Its the Sabbath, prayers are done (for a few hours at least) and the family has an afternoon to kill. In Sanaa, capital of Yemen, there are few leisure options up your sleeve. Many head down to the qat (chat) markets, pick up a few kilos of qat leaves then head for the hill. To do what I hear you ask? To sit and chew the qat. Chewing this stuff apparently gives you a high but one young man told me it took ten to twelve hours of solid chewing to get the effect. And I can tell you from experience this is no lettuce leaf structure – about the size and density of a bay leaf. Or a citrus leaf. And completely tasteless. But it must get them in since all these folk parked here on the escarpment to the west of the city were doing nothing but chew the stuff. it would be humourous if it was not so sad. While Yemen has been known for years as a source of the stuff the country is also famous for its coffee. But coffee growers have ripped out their plants to grow qat – it is a more potent cash crop than the stuff you drink and the buzz is apparently worth the short sightedness.

Mama’s Bistro, Ballan

July 15, 2007

Small towns scattered around the goldfields of Victoria offer a certain charm thanks to their architecture, their memorials, Mechanics Institute Halls, old churches, and just all round rural charm. Other towns offer none of that, especially those which have lost their way after freeways have diverted traffic around them. Ballan, squeezed between the railway and the freeway but generally lost to view and mind is one of those bleak places you try and avoid actually. The local cafes offer rubbery sausage rolls, the local pub has paper table clothes, stained from previous meals, and the sub zero chill factor keeps you from wanting to stop too long.

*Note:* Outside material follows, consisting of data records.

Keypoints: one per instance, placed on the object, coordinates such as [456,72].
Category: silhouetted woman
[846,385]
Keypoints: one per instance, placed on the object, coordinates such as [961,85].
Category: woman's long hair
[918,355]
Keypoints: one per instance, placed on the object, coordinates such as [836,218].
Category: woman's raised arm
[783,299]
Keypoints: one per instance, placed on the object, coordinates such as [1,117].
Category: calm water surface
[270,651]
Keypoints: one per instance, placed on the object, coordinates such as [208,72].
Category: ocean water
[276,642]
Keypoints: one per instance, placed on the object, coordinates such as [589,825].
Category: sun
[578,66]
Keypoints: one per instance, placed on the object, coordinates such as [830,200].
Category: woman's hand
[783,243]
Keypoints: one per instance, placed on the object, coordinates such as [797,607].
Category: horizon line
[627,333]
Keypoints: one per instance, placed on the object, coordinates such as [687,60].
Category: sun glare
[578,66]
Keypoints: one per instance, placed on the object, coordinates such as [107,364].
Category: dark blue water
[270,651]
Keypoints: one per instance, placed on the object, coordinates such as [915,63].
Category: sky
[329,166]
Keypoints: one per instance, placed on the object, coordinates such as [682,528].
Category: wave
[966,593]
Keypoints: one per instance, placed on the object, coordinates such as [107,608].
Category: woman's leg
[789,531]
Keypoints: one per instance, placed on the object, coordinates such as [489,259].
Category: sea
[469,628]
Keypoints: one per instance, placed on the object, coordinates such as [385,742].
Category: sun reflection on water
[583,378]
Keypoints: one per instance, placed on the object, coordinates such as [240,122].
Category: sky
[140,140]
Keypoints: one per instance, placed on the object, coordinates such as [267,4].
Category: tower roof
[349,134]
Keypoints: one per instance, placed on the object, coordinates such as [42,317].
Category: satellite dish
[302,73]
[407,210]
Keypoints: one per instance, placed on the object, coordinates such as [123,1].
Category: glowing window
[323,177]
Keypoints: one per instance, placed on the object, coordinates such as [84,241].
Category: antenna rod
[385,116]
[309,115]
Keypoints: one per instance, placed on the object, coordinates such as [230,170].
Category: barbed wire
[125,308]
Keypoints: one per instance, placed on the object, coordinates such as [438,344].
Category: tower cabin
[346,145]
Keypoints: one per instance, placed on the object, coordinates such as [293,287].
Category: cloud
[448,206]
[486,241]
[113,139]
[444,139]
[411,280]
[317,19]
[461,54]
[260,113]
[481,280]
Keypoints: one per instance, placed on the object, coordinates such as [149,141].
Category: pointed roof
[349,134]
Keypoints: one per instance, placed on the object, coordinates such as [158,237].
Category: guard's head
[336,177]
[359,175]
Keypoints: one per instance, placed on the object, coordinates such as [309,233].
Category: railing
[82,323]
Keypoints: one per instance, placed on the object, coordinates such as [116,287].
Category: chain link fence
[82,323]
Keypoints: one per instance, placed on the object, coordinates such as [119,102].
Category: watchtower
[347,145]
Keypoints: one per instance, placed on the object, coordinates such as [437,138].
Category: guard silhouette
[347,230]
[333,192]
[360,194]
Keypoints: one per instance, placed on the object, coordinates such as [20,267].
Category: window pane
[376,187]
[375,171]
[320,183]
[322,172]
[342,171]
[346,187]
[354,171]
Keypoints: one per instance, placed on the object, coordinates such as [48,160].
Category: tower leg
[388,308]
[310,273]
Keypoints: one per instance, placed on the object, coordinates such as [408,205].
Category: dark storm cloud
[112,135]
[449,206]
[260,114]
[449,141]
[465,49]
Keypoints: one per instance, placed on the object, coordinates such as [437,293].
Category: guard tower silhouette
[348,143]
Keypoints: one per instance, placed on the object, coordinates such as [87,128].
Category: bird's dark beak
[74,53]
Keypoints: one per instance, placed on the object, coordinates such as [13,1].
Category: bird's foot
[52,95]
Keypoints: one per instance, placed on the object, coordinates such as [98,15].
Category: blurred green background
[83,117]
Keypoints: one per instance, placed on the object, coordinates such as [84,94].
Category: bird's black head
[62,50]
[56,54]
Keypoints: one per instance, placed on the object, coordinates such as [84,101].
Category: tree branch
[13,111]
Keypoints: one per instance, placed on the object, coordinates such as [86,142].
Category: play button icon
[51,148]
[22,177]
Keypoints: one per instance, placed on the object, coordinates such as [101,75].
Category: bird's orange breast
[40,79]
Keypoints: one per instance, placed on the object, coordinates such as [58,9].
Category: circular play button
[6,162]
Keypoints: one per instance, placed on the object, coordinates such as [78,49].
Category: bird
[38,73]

Thankfully we stopped on this bleak day for a quick look at Mama’s Bistro to see if we could get a hot lunch. It turns out Mama came out from Italy after the war (1945) and soon had the locals coming in and ordering “Mama’s pyjamas” (parmigiana). She still cooks there. A sprightly little lady, with a headscarf catching up her hair. Her cackling laugh is infectious and she had us feeling at home straight away. Her daughter helps out. They made us laugh by warning as we placed our orders that “they had not very much of anything”! In the end they served us nine home cooked meals, piping hot and delivered with good humour and a cheeriness in stark contrast to the bleak conditions outside. The human story that we discovered here, along with the hospitality and family table atmosphere Mama created were worth the effort to stop and brave the cold to see what the town offered.

Bastille Day in Dunolly

July 15, 2007

The discussion about small towns is entirely appropriate given I have spent the last week visiting a few of them. On Saturday evening I had the good fortune to sit around an open fire in the Cockatoo Cafe in Dunolly. It was near freezing outside so the fire was a good start. Even more rewarding was the warmth of the company, and the sparkling atmosphere created by the trio called Continental Drift – their range of folk and gypsy music from Turkey, Araby (!), Russia, Ireland and any other number of points had our feet tapping. And of course songs from France and some lyrics in French to suit the occasion of the 14th of July. Mix all that with the general din of chat, families connecting, children playing, good food and wine, and reminiscing, without being maudlin, about our good friend, son, brother, partner Jonathan, and it crossed my mind on more than one occasion during the evening that there are things country folk know that city folk never do (apologies Banjo). If we could recreate that family warmth, connection, hospitality, and joy of life found this evening in the Cockatoo Cafe in our cities we would probably never want to leave them!